Waterton was born in 1782 into a family which had direct links to slavery. In 1804 he was sent to Demerara in modern-day Guyana to manage his father and uncle’s sugar plantations, which were worked by enslaved people.

He later wrote: “Slavery can never be defended: he whose heart is not of iron can never wish to be able to defend it.”

Waterton inherited Waterton Park from his father and returned to live there in 1813, keen to pursue his love of nature and conservation.

He introduced a new management regime at the park to minimise disturbance to native species. He banned shooting – a radical move – and stopped neighbouring keepers and dogs entering during nesting season.

Waterton also created new habitats and built a boundary wall, also newly listed at Grade II, to keep out foxes and poachers.

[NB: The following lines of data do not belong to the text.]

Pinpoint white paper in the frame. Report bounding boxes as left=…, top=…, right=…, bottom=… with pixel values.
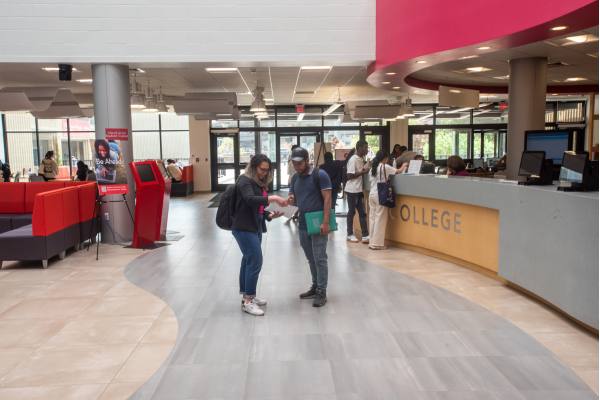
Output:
left=265, top=203, right=298, bottom=218
left=406, top=160, right=423, bottom=175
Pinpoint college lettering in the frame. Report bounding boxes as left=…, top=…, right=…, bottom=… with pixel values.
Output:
left=400, top=204, right=462, bottom=234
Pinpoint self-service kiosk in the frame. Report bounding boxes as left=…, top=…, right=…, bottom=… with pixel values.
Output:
left=129, top=161, right=170, bottom=248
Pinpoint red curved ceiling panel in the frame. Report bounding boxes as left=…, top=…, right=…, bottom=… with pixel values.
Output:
left=367, top=0, right=598, bottom=90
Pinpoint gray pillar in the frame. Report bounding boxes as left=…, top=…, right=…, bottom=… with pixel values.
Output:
left=92, top=64, right=135, bottom=243
left=506, top=57, right=548, bottom=179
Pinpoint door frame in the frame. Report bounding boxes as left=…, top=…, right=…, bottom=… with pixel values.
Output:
left=210, top=129, right=240, bottom=192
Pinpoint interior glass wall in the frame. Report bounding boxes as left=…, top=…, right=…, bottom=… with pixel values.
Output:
left=0, top=112, right=189, bottom=179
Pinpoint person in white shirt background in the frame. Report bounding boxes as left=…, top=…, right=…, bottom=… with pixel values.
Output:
left=344, top=140, right=371, bottom=243
left=369, top=150, right=408, bottom=250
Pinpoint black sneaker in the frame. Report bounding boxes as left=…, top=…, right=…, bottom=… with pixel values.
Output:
left=313, top=289, right=327, bottom=307
left=300, top=286, right=317, bottom=299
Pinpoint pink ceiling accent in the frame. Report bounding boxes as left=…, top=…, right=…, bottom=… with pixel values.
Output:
left=367, top=0, right=598, bottom=94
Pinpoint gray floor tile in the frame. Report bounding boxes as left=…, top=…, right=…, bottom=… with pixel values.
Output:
left=125, top=197, right=597, bottom=400
left=246, top=361, right=335, bottom=400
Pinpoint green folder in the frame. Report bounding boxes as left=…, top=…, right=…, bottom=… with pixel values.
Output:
left=304, top=210, right=337, bottom=235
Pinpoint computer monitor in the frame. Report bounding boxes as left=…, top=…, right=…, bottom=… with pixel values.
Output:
left=525, top=130, right=572, bottom=165
left=473, top=158, right=485, bottom=169
left=559, top=151, right=588, bottom=184
left=519, top=151, right=546, bottom=177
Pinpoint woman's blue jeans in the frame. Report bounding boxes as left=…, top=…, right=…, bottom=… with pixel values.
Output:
left=232, top=230, right=262, bottom=296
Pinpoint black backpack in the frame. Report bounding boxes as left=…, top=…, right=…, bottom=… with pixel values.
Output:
left=216, top=185, right=237, bottom=231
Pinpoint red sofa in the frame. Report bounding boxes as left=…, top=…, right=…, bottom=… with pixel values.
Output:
left=0, top=181, right=98, bottom=268
left=171, top=165, right=194, bottom=197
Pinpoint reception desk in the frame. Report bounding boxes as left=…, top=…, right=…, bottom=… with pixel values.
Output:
left=386, top=175, right=598, bottom=329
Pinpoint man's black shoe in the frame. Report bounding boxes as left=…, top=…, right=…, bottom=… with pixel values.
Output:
left=300, top=286, right=317, bottom=299
left=313, top=289, right=327, bottom=307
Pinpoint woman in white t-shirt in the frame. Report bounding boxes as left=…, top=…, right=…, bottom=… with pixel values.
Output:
left=369, top=150, right=408, bottom=250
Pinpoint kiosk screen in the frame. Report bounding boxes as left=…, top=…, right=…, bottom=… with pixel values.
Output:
left=135, top=164, right=156, bottom=182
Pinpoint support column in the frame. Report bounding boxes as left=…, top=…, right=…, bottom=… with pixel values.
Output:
left=92, top=64, right=135, bottom=243
left=506, top=57, right=548, bottom=179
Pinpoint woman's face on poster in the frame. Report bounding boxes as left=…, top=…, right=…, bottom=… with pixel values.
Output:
left=98, top=144, right=108, bottom=158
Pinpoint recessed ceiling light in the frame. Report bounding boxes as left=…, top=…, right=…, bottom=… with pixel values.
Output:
left=204, top=67, right=238, bottom=73
left=465, top=67, right=492, bottom=72
left=567, top=35, right=598, bottom=44
left=42, top=67, right=79, bottom=72
left=300, top=65, right=331, bottom=70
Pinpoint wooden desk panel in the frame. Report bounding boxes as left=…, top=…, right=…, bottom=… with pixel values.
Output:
left=386, top=195, right=500, bottom=274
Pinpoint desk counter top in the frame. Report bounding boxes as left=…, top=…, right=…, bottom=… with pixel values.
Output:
left=388, top=175, right=599, bottom=329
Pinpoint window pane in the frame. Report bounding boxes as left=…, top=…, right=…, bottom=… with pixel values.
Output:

The three mile wall varied in height between 9ft and 14ft and took five years to complete. It cost £10,000, an absolute fortune for the time and a sum Waterton said he could only afford because he didn’t drink.

In 1849, Waterton wrote that the birds which got protection “may thank their lucky stars that they have my park wall to protect them”.

His innovations worked. One winter he recorded 5,000 wildfowl sheltering on his lake and over the years he noted 123 bird species in the park.

Waterton’s championing of the park as a nature reserve led him to become an early environmental campaigner when poisonous chemicals from a nearby soap works threatened the wildlife.

Waterton said the chemicals were damaging trees and polluting his lake, leading to a long-running and expensive court case against the soap works. He eventually won, forcing it to move to a different location.

John Smith, the chair of the Friends of Waterton’s Wall, said the Grade II listing would help bring Waterton’s story and achievements to a wider audience.

He probably was an eccentric, said Smith, but it was also “indisputable that he was a pioneering environmentalist”.